My last blog post addressed identifying stakeholders when you run your own IT (Information Technology) show. However, the IT landscape is shifting rapidly and a large number of organisations are moving parts of their IT towards cloud providers. How does this change the scope of our cybersecurity strategy?
This fourth article is a bit of a side step, looking at your cybersecurity when you have outsourced parts of your IT to one or more cloud providers. What changes, what stays the same and what is the role of the organisation once you go into the cloud?
First of all, making the move towards the cloud can be a smart business move. If IT is not your core business, using cloud based services can save you a lot of time, resources and money.

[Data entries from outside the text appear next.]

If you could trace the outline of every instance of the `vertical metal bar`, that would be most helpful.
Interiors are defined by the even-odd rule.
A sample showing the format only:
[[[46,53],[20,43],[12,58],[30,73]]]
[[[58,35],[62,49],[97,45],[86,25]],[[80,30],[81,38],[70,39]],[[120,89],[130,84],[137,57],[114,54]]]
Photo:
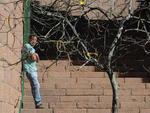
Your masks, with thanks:
[[[23,4],[23,43],[28,42],[30,35],[30,4],[31,0],[24,0]]]

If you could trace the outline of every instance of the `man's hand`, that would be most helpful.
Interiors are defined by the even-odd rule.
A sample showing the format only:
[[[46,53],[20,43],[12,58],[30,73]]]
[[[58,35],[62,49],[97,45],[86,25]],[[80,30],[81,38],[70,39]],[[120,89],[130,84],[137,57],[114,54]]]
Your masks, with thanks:
[[[31,60],[39,62],[40,58],[39,55],[37,53],[33,53],[30,55]]]

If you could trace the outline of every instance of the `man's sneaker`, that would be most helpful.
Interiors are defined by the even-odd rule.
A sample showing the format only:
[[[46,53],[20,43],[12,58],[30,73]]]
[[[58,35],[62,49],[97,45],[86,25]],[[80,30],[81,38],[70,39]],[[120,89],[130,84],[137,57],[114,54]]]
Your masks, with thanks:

You can focus on your own business and don’t need to worry (much) about your IT.
However…
You can outsource your IT operations, but you cannot outsource your responsibility. You are the custodian or owner of the information you process, store or otherwise use and you have to protect the interests of your customers, staff and the organisation, no matter who performs your actual IT operations.
Some organisations are under the impression that once they outsource their IT, they are no longer responsible for the protection of their information. Laws and regulations like GDPR are clear in situations like these. Your cloud provider should be considered a data processor, processing YOUR data, under YOUR responsibility.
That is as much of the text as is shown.